İsrail, devam eden kara harekâtıyla ilgili başarıya ulaştığını iddia etti. Yoğun yerleşim yerlerinin bulunduğu kuzey Gazze’de çatışmalar devam ederken paylaşılan haritalarda İsrail’in büyük oranda kontrol sağladığı gösterildi. 1 Ocak itibariyle binlerce askerin Gazze’den çekildiğini duyuran İsrail yönetimi, gerekçe olarak 2024’te devam edecek operasyonlar için personelin güç toplayacağını bildirdi.
Ancak bunun sebebi savaşın çatışmaların sürdüğü Gazze’nin ötesine taşınma ihtimali olabilir.
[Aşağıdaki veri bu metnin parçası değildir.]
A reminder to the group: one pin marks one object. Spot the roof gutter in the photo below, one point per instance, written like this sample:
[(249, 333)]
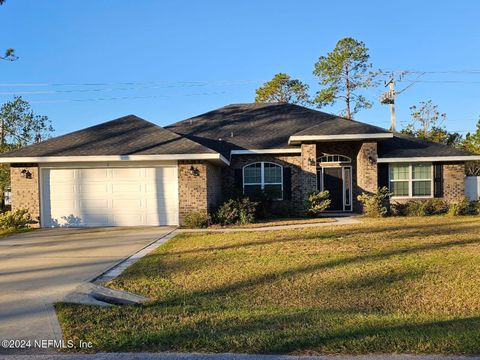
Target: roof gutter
[(298, 139), (120, 158), (266, 151), (430, 159)]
Hamas’ın 7 Ekim Aksa Tufanı Harekâtı sonrası, İran’ın vekil güçleriyle ABD/İsrail kuvvetleri arasında çeşitli bölgelerde çatışmalar devam ediyor. Lübnan’da Hizbullah’ın roket saldırıları ve Yemenli Husilerin deniz ticaretine yönelik hareketleri, ABD ve İsrail adına bölgedeki en büyük tehdit oldu.
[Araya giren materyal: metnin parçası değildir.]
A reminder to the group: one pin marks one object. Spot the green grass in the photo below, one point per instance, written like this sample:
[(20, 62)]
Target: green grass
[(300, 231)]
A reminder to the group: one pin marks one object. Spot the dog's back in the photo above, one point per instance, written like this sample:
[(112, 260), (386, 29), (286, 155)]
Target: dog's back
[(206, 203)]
Ancak bu tehditlere karşı Batı’da bir türlü fikir birliği sağlanamıyor. ABD’nin deniz ticaretini korumak amaçlı hazırladığı Refah Gardiyanı Operasyonu daha başlamadan dağılmanın eşiğine geldi. Mısır ve Türkiye gibi bölgenin önemli güçleri katılım göstermezken İtalya, Hindistan ve Fransa, kendi insiyatifleriyle operasyon düzenleyerek ABD çatısı altına girmekten kaçındılar. Operasyona katılmayı kabul eden Kanada ve Norveç gibi ülkeler ise donanma yollamak yerine birkaç subaylarını operasyona göndereceğini söylediler. Kızıldeniz’den geçen deniz ticaretinin tamamına yakını Güney Afrika’dan yönlendirildi. Şu anda bütün ticaret şirketleri 14-15 gün civarı bir gecikmeyle işlem yapabiliyor.
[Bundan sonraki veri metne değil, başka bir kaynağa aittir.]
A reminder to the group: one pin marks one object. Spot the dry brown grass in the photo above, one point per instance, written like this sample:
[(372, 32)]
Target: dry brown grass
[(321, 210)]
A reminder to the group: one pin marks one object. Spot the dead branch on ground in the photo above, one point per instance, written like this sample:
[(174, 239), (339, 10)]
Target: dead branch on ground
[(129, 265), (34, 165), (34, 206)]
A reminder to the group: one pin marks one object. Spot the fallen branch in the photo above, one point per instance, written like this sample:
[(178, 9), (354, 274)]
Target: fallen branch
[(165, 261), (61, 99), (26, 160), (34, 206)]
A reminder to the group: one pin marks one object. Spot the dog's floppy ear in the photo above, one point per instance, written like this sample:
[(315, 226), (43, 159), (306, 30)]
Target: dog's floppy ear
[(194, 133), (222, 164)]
NETANYAHU LÜBNAN İÇİN HAZIRLANIYOR
Hizbullah konusunda da yine benzer bir kriz söz konusu. Hamas’ın üst düzey liderlerinden Salih el Haruri’nin Beyrut’ta suikaste uğratılması sonucu Hizbullah ve İsrail arasındaki gerginlik yeniden tırmandı. Hizbullah’ın karşılık olarak yaptığı roket saldırıları sonucu İsrailli yetkililer savaşın ciddi şekilde büyüyebileceği konusunda uyarıda bulundu. Ancak savaşın Lübnan’a sıçrama tehdidi, ABD’yi endişelendiriyor.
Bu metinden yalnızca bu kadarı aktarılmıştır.